10 February

Saving Simon: Brighten Up. Winter Color Initiative From Bedlam Farm

by Jon Katz
Months Ago
Months Ago

So this is what life is like, truly, and I can either be stunned by it or in awe of it. A few months ago – it seems like years ago – Simon helped me launched the book tour for my new book about him, “Saving Simon: How a Rescue Donkey Taught Me The Meaning Of Compassion.” Connie Brooks of Battenkill Books got hold of hundreds of these book bags and gave the to every person who bought the book at her store. Simon sold more than 1,100 books there.

Simon had a gleam in his eye when I asked him to pose with the book bags, he did have a sense of humor, as many donkeys do. He seemed to get things, and he loved human attention. Then, one Saturday morning, I looked out of the bedroom window and saw him standing oddly near the feeder while the other animals ate – I’d never seen him ignore food before.

His head was shaking, and the second I looked at him, I knew he was having a stroke. I messaged a video to our farrier Ken Norman and he cried the second he saw it. He knew also. Two hours later Simon was dead.

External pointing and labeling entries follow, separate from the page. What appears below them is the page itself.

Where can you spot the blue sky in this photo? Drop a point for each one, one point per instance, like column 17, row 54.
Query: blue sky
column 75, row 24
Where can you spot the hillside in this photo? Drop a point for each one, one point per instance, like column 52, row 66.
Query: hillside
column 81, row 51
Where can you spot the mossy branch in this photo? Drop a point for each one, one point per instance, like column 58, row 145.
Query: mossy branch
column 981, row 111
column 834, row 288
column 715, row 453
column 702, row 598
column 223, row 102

So that’s life in a nutshell, really. Light and dark, triumph and loss, connection and emptiness. The challenge lies in how I respond, not in how much I lament, mourn or complain. Every time I look at a photo of Simon I smile. He was a piece of work, I am grateful for every minute of our great ride together. I had always wanted to be one of those strange writers who hung out with donkeys, and Simon gave me the chance, too short a time, perhaps, but I’ll take it.

(Connie Brooks is still selling copies of “Saving Simon” and I am still signing and personalizing them (517 677-2515). We have run out of things to give away, I think, but the book and the story lives on, as it should. In a week or so I will be resuming the “Saving Simon” Orphans Book tour, going to libraries in the Northeast. I’ll keep you posted.)

8 February

Winter Color Initiative: Hey There, Rose.

by Jon Katz
Rose And The Sheep
Rose And The Sheep

Looking for my color and light photographs, I came across this photo of a joyous Rose, standing with her sheep in the big pasture on the hill at Bedlam Farm. I loved Rose and loved the first Bedlam Farm, and both are gone from my life now. What does this mean to me?

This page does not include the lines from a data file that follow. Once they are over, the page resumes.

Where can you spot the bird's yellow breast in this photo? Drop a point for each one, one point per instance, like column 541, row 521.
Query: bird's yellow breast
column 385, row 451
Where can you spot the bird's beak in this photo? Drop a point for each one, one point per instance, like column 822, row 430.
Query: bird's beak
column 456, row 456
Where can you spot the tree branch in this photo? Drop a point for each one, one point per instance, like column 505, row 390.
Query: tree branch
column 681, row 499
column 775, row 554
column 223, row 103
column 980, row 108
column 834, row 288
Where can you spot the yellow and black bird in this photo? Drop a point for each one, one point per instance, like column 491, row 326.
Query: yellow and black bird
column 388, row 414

It is easy – simple – to be grateful for what you have, it is quite another thing to be grateful for what you have lost. How I loved learning about nature and herding and beauty and animals with Rose, my partner in my evolution to a different kind of life. She made so much of it possible.

And here, today, more loss, of course, Simon and Lenore. And more life – Red, and soon, some new animals to come here for us to live with or learn about. I have never understand why I should feel badly about all of that, even as I acknowledge the pain and struggle of it. This, of course, is life itself, what shapes my work, tests my soul, teaches me the true meaning of spirituality and life.

Hey there, Rose, I hope you are free now, I hope you are sitting in your endless pasture, your golden fields, sheep stretching as far as the eye can see. I hope you are living your wonderful life, as I am living mine.